Failure to Follow Physician Orders for Insulin, Weight Monitoring, and Lab Tests
Penalty
Summary
The deficiency involves the facility’s failure to implement and follow physicians’ orders for three residents. For one resident with diabetes mellitus, a physician ordered Novolog insulin to be administered in the morning prior to breakfast, with instructions to hold the insulin if the resident’s blood sugar was less than 80 mg/dL. Review of the April 2026 MAR showed that staff administered the insulin on three occasions when the resident’s blood sugar was below 80 mg/dL, contrary to the physician’s order. Another resident with cerebral palsy, diabetes mellitus, and heart failure had a physician’s order to be weighed every night shift and to notify the physician if the resident gained more than 2 lbs in 24 hours or 5 lbs in one week. Clinical records showed multiple instances of significant weight gains over 24-hour periods, including gains of 4.7 lbs, 3.4 lbs, 6 lbs, 2.3 lbs, 5.8 lbs, 4 lbs, 2.4 lbs, and 3.3 lbs, without documented evidence that the physician was notified as ordered. A third resident with anemia and chronic kidney disease had a physician’s order for two blood tests (CBC and CMP), but the clinical record contained no documentation that these lab tests were obtained. The DON confirmed there was no documented evidence that care and services were provided in accordance with these physicians’ orders.

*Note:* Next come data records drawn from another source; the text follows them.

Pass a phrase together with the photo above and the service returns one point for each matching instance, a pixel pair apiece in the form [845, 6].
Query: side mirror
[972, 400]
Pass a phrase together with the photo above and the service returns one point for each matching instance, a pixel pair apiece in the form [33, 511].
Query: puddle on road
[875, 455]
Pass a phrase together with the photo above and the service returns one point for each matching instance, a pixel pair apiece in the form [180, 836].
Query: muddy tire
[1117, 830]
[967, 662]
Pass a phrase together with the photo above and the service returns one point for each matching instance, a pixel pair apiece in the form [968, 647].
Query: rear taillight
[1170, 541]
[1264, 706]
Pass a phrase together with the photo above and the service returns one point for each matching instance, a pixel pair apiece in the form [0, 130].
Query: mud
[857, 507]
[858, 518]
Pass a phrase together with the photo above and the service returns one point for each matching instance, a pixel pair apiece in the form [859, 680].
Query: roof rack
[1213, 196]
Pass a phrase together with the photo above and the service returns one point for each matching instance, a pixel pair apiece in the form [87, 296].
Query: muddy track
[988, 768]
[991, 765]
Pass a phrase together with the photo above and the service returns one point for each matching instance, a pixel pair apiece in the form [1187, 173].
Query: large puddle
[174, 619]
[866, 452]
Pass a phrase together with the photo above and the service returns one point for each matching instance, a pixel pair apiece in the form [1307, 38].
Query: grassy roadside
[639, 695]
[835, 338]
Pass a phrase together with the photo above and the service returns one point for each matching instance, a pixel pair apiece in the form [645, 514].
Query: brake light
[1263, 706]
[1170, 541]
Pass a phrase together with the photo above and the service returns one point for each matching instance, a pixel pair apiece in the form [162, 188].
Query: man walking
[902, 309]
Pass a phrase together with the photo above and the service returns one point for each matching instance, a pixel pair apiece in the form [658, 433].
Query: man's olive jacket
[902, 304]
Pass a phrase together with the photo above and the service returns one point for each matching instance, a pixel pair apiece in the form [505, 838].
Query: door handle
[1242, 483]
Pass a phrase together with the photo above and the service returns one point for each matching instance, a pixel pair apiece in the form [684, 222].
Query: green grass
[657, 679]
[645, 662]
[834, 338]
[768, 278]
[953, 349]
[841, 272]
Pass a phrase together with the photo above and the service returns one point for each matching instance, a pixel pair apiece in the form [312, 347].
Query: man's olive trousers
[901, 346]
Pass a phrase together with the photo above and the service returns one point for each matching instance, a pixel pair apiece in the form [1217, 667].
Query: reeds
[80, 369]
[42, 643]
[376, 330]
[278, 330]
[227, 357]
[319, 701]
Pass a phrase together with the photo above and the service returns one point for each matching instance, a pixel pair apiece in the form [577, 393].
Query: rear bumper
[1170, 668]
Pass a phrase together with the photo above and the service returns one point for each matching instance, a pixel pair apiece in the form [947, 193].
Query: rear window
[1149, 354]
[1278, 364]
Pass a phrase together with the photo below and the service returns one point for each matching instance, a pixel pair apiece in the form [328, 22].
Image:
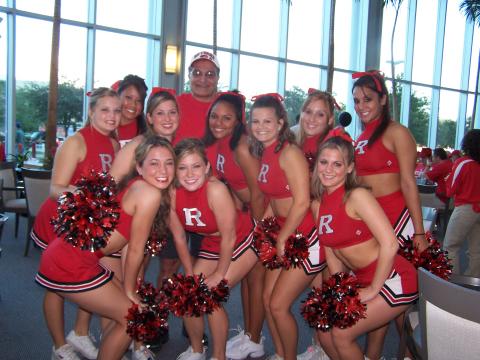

Failure to Document Non-Pharmacological Interventions Before PRN Narcotic Administration
Penalty
Summary
Facility staff failed to follow the facility’s pain management policy and specific physician orders requiring documentation of non-pharmacological interventions (NPI’s) and their effectiveness prior to administering as-needed narcotic pain medication for two residents. The policy, last reviewed February 24, 2026, required staff to document NPI’s and their effectiveness for patients receiving pain interventions. For a resident with left knee osteoarthritis, right hip pain, and diabetes, a physician ordered on March 17, 2026, that NPI’s be documented every shift, and on April 6, 2026, ordered oxycodone every four hours as needed for moderate to severe pain. Review of the MAR showed that this resident received as-needed oxycodone 23 times in April 2026 without documented evidence that NPI’s were attempted prior to administration. Another resident with diagnoses including cerebral infarction (stroke), diabetes, hemiplegia, and hemiparesis had a physician order dated February 7, 2026, directing staff to document NPI’s used before administering as-needed pain medication, and an order dated April 3, 2026, for oxycodone every four hours as needed for moderate to severe pain. MAR review revealed this resident received as-needed oxycodone nine times in April 2026 without documented evidence that NPI’s were attempted prior to administration, in violation of 28 Pa. Code 211.9(a)(1) Pharmacy services and 28 Pa. Code 211.12(d)(1)(5) Nursing services.